Visit North Dakota's State Parks and Get Away From it All

North Dakota's 13 state parks let you experience the outdoors at your own pace.

North Dakota's 13 state parks are nestled in the shadows of historic forts and sprawled among the stunning Badlands. From primitive campsites to cabin rentals, evening programs in outdoor amphitheaters to guided interpretive trails, you'll find quiet joys and great adventures. For detailed information about North Dakota's state parks, visit the North Dakota State Parks and Recreation Web site.

Click here for a map of state and national parks and affiliated sites in North Dakota.

Fort Ransom State Park, Fort Ransom

Located in the scenic and historic Sheyenne River Valley. The forested park is managed as a natural and scenic area, as well as home to a pioneer-era farmstead which hosts a twice-yearly Sodbuster Days celebration. Popular activities include canoeing, snowmobiling, cross country skiing, modern and primitive camping, biking, horse corral and geocaching.

Turtle River State Park, Arvilla

Located in a beautiful forested valley, including a river stocked with rainbow trout that provides North Dakota's only fly fishing stream. Year-round recreational activities include mountain biking, cross-country skiing and sledding, geocaching, hiking and camping.

Icelandic State Park, Cavalier

Pioneer Heritage Center and restored historic buildings plus a 200-acre natural wooded area along the Tongue River is a sanctuary for plants, birds and wildlife. Recreation includes camping, swimming, fishing, hiking and cross-country skiing.

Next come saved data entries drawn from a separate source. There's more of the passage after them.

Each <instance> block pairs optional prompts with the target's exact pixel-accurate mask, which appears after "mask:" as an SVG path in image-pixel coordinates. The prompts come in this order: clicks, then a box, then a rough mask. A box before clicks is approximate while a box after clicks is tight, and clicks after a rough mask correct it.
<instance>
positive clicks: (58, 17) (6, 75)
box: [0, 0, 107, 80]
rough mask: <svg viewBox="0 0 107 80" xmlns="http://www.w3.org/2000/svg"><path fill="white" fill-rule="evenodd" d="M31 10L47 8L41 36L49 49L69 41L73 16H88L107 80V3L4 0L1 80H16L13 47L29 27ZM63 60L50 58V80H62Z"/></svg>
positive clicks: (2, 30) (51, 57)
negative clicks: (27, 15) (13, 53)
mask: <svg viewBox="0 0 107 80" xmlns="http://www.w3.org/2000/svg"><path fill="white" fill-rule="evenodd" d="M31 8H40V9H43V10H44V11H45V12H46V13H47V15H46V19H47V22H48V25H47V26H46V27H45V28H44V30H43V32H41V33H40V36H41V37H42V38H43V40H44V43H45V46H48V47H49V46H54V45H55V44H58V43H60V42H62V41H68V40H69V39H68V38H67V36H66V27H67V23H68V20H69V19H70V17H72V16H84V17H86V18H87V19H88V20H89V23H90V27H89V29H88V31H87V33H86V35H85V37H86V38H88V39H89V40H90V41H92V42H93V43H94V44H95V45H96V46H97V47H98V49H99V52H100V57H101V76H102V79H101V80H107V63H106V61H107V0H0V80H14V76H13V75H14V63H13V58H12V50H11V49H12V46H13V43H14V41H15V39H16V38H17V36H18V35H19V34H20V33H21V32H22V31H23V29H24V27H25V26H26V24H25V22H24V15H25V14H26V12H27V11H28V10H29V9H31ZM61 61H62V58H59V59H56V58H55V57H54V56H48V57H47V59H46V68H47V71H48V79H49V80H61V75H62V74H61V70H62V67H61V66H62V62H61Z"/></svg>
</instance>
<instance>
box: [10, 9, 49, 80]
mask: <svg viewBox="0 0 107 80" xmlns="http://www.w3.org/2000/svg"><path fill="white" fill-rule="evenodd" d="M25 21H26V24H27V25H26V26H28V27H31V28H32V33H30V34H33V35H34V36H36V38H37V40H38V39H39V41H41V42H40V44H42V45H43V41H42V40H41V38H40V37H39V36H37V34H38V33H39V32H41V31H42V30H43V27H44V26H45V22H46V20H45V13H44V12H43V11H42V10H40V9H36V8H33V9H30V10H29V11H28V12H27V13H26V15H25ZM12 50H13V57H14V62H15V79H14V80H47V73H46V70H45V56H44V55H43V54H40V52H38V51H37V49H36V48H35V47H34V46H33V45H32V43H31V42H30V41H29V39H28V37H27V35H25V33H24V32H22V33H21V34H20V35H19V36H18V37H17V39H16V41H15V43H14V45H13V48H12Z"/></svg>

Grahams Island State Park, Devils Lake

Devils Lake, North Dakota's largest natural lake, is home to a 1,142-acre park system, including Grahams Island State Park.  The lake features some of the best fishing in North Dakota, both summer and winter.

Beaver Lake State Park, Wishek

Located on the west shore of Beaver Lake, the park's gently rolling prairie provides scenic views for leisurely walks. Summer activities include camping, boating, canoeing, water skiing and fishing.

Fort Abraham Lincoln State Park, Mandan

Extraordinary views from the high bluffs overlooking the confluence of the Heart River and Missouri River. Camping and recreation among two major historic sites: On-A-Slant Mandan Indian Village and Fort Abraham Lincoln, home of Custer's 7th Cavalry.

Cross Ranch State Park, Center

Located along seven miles of one of the last free-flowing, undeveloped stretches of the Missouri River, this park is rich in both cultural and natural history. Riverside camping with nature trails, canoeing and boating access.

Lake Sakakawea State Park, Pick City

Next to the enormous rolled earth-fill Garrison Dam that created Lake Sakakawea, this park includes camping and a full-service marina with boat rentals and fishing guide services. The dam's nearby Tailrace provides access to one of North Dakota's popular fishing hot spots.

Lake Metigoshe State Park, Bottineau

Located in the beautifully forested Turtle Mountains along the Canadian border, Lake Metigoshe is one of the cleanest natural fresh-water lakes in North Dakota. Recreation includes wildlife viewing, fishing, camping, skiing, sledding, swim beach, geocaching and boat ramp.

Fort Stevenson State Park, Garrison 

On the north shore of Lake Sakakawea, this park is known as the "Walleye capital of North Dakota." It offers camping, boat ramp, fishing boat rental, swimming, picnicking, hiking and cross country ski trails and snowmobiling.

Lewis and Clark State Park, Epping

Situated on a scenic upper bay of Lake Sakakawea the rugged buttes of the North Dakota Badlands create a towering backdrop to one of the state's best recreation areas with camping, hiking and boating.

Little Missouri State Park, Killdeer

High on the bluffs overlooking the mouth of the Little Missouri River into Lake Sakakawea, this park offers a wilderness experience in the picturesque North Dakota Badlands. The park has horse corrals and primitive camping.

Sully Creek State Park, Medora

Horseback riders, mountain bikers and hikers have access to the 96-mile-long Maah Daah Hey Trail, which traverses the Little Missouri National Grassland.